Six Questions: Will Hindmarch

I know a lot of interesting people. Some I’ve worked with, some I’ve met while traveling the world, some just owe me money. My name may be on the website, but it seems kind of boring if I’m the only person whose voice is heard here. So I’m bringing some of my friends to the site, as time permits. I’m not a podcasty kind of guy, so I’m just keeping things simple: one guest, six questions.

My guest this week is designer WILL HINDMARCH. He does an excellent job of covering his career at his website. In short, he is a writer, gamer designer, and extremely clever person. Over the years we have collaborated on a number of things. We worked together on the Feng Shui sourcebook Friends of the Dragon, which may (absolutely no guarantees) be one of the first places where flashbacks are suggested as an RPG story mechanic. Years later Will invited me to take part in his anthology The Bones: Us and Our Dice. Later still I had a chance to play in his cyberpunk adventure Always/Never/Now, which was one of the most entertaining roleplaying experiences I can recall. This doesn’t begin to touch on the scope of his work… like I said, check his bio. And now, let’s get to the questions!

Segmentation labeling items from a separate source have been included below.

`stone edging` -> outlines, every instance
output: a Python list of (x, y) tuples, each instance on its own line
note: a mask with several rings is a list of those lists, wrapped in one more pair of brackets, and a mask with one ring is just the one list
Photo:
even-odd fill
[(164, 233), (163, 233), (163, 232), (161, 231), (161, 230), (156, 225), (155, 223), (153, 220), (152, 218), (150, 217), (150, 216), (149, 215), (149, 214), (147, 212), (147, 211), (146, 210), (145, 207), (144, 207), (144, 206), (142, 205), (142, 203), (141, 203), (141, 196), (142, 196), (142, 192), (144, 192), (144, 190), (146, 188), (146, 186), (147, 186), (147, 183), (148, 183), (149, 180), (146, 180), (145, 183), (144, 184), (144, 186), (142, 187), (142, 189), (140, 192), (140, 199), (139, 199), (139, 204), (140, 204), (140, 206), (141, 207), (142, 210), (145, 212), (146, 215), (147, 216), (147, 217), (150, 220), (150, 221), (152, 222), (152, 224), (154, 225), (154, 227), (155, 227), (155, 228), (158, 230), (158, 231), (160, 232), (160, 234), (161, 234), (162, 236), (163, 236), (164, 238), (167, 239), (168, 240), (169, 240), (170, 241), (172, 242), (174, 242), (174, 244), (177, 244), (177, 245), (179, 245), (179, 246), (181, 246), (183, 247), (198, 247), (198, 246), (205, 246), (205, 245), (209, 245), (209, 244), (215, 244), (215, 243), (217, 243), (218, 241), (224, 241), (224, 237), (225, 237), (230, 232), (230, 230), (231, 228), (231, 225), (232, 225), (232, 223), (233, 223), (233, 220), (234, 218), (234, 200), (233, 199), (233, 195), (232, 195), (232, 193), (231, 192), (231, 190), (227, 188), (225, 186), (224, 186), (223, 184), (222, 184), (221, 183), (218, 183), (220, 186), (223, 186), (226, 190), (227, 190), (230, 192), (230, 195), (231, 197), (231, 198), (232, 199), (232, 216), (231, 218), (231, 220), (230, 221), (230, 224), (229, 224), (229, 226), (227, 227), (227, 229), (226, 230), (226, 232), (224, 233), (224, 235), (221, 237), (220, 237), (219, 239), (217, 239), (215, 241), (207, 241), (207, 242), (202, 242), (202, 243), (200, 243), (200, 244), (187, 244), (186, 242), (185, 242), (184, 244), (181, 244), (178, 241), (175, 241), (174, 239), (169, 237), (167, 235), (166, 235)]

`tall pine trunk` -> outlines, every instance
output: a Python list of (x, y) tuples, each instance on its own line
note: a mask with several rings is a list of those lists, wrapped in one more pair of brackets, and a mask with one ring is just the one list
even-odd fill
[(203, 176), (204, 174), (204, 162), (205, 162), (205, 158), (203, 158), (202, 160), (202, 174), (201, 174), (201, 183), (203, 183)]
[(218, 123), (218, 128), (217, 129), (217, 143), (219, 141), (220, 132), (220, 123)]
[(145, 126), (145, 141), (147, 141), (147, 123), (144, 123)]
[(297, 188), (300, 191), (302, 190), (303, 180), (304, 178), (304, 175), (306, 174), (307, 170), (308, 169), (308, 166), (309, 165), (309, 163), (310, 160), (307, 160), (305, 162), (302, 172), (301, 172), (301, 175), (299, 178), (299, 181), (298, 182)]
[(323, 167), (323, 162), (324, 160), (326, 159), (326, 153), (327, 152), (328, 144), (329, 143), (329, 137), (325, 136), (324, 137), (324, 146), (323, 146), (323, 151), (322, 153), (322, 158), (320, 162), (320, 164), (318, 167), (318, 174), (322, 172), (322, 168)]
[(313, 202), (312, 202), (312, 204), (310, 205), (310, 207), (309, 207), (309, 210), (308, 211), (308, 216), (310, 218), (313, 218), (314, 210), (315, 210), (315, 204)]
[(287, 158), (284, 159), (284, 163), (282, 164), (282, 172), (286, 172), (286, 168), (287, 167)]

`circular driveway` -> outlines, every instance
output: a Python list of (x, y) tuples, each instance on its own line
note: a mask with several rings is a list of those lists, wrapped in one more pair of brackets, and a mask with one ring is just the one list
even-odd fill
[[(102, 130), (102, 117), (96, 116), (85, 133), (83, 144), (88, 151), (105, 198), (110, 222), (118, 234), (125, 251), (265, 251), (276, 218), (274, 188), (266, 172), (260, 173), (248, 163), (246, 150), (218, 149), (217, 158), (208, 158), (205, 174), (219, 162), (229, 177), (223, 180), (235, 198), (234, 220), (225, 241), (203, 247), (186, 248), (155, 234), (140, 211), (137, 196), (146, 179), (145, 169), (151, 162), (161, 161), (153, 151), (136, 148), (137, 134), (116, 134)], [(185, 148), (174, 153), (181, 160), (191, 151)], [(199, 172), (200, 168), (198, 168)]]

Who are you? Please answer in exactly five words. 

Writer, designer, gamer, mooncalf? Word.

What have you done over the last decade?

Not enough. Since 2002, either on staff or as a freelancer, I’ve put a fingerprint on something like 100+ publications, mostly in the game sector, and it still feels like I’m lagging behind prized contemporaries and luminaries.

In the past decade, I’ve gotten married, moved from city to city a few times, and learned a lot about writing, design, development, and production from some of the gaming hobby’s most-skilled people. I’ve achieved a few long-term goals from my past but I have a lot more still waiting to be realized. I’ve sailed on the surface and I’ve scraped the bottom of the sea, but at least I’m still here, chasing new goals. Advance, setback, pirouette, onward.

The big thing that I’ve done in the past ten years and get to know some of my favorite game designers, writers, and other creative folk in a way that goes beyond fan mail or a handshake. I count myself incredibly lucky for the company I’m allowed to keep. I’m surrounded by intimidating talents and wonderful hearts and cunning minds and while I haven’t yet made the mark (or all the games and books) that I so desperately wanted to make by this point, I am better primed to do those things now than I was before. I remain hopeful, most days.

Always, Never, or Now?

I wish the answer was “always.” I fear the answer is “never.” I know it isn’t “now.”

What’s your favorite game you didn’t create?

Tricky, this one. I have created a number of games close to zero. Most of my work has been on other people’s games, expansions, and supplements. Vexing.

Truth is, I am near-sighted when it comes to favorites—my favorite game is often the one that I am obsessed with in the moment, so not only does my favoritism juke and weave, it often doubles back and leads me through the woods to familiar groves after years away. Which is to say, I don’t know. I’ve singled out Castle Falkenstein as an answer to this question a few times, but there have been times when my favorite game was Wraith: The Oblivion, the Saga system (whether it’s powering fantastical or super-heroic roleplaying), and I’m plainly a sucker for the confluence of mechanics that make up Lady Blackbird. I’ve been playing a whole lot of 7 Wonders for the last year or so, too; I admire that game rather a lot.

But my favorite game? It’s probably Thief: The Dark Project. That’s the most engaged and captivated I have ever been in actual play, and I was engaged and captivated something close to my maximum amount by that game. It builds a terrific world, tells a great tale, features wonderful characterization and mechanics, and is probably the most frightening game I have ever played.

If you were trapped on a desert island, what three dice would you take?

Probably 2d6 and 1d10. I can play a whole lot of my favorite RPGs with the sweet curve of 2d6 and the nice simple determination of a single ten-sider. Plus, if I can tally in the sand or make tick-marks on the tree(s), I can track successes and play all manner of great games calling for more dice. The sand will become a record of adventure, grooved all over with the scrap measurements of play, maybe even gridded out with a simple board for tracking coconut goblins and sea-smoothed stones standing in for bold adventurers.

When the sailors finally row up to rescue us, I’ll hold up my finger and be like, “Let’s just finish this round to see if we can save the lost treasure.”

What’s one of your favorite ways to set the mood when you’re running an RPG?

Music. I use a lot of tricks and techniques, from small talk to cadence to lighting, but music is one of my favorites because it’s like getting a whole secondary channel of mood and information into the play space. I can say one thing and let the music support or confound those words and create a situation or atmosphere that much more nuanced than I could do with just words alone. I’ve written a fair bit about this and hope to write more. A lot of what I do with music at the game table is intuitive but I’m eager to externalize it as actionable advice one day.